You earned it! And not only do you want to keep it, but you want to grow it! We are talking about cash of course. You work hard, your budget, and you save. You keep your future in mind and plan ahead. But while you know you need to save, there is the question of WHERE to save your money for the best impact. Let’s look at some of your different options to consider when deciding where to stash your cash.
The first thing you will want to decide is how much risk you want involved in storing your cash. For the purposes of saving rather than investing, various savings vehicles carry very little risk as most are insured up to $250,000 by the FDIC. This means that if an institution goes under or there is some other upset to your bank, the federal government will insure up to that amount. This feature will vary depending on the institution and type of savings vehicle, so be sure to confirm this when choosing an institution and an account or program.
Online Savings Accounts
There are some decent online banks that have higher than average savings interest rates than some of the brick and mortar options. Online-only banks have the benefit of not having multiple locations to run and maintain, making their expense footprint smaller. It is for this reason that some say they are able to offer better savings rates for the money you deposit. Here are some examples of competitive online banks to consider:
- Ally Bank: With a current high-interest savings rate of 2.10%, this is one of the higher-yielding accounts you can find. No account minimums, some free checking features, and no monthly fees as of right now make this a very appealing place to keep your cash on hold. Customers seem to like Ally Bank too, which makes it that much better.
- Discover Personal Savings: With no fees or balance minimums and a healthy 2.05% interest earned, this isn’t a shabby deal for an account to consider. Opening an account is simple and can get you on your way to saving- quick.
- Vio Bank: With a $100 minimum to open the account, VIO can give you one of the best savings at a current rate of 2.52%. The caveat to this account is there will be monthly charges if there is a lack of activity, which can be defined as deposits or withdrawals over a set period of time. This can eat away at your savings if you aren’t careful.

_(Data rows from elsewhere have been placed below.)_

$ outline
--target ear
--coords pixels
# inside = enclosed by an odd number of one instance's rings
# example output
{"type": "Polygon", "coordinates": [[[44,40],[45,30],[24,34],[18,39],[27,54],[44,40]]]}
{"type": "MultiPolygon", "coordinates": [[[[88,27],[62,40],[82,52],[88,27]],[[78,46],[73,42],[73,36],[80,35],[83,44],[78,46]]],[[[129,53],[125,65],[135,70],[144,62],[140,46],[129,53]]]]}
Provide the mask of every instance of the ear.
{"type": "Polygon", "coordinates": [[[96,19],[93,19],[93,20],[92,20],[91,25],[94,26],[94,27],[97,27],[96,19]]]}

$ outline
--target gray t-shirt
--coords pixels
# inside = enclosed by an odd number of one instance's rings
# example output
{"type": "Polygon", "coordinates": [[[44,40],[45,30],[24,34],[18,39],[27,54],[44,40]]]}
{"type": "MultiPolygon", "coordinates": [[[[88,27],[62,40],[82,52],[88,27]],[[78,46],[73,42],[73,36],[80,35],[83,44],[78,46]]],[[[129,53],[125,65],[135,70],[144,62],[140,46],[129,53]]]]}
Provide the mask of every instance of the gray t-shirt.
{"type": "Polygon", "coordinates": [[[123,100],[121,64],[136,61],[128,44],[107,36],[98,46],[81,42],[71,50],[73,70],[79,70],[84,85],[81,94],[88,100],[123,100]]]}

In addition to online savings accounts, FDIC or NCUA insured certificate accounts can be another good way to save your cash with little to almost no risk. Certificate accounts at various credit unions and institutions (as well as online institutions) require a minimum amount be deposited and not touched for a certain length of time. The time period can range from a number of months to a number of years. Typically, the longer the term and the higher the amount deposited, the higher the interest rate and potential earnings. So if you know for sure that you will not need that amount of money in that set amount of time and you are not looking to involve any market-related risks, a certificate can be a great option to give you a slightly higher interest rate and virtually no risk associated.
Be aware however that rates in these ranges, while way better than most traditional savings accounts, are still substantially lower than the average return on other types of investments. The rates on these savings accounts will barely keep up with inflation, if at all. These are not meant to be investment vehicles, but rather a place to park your money safely while recouping some of the inflationary losses you will see hit your regular savings. If you are looking for an insured and very low-risk place to put your money, you can start here.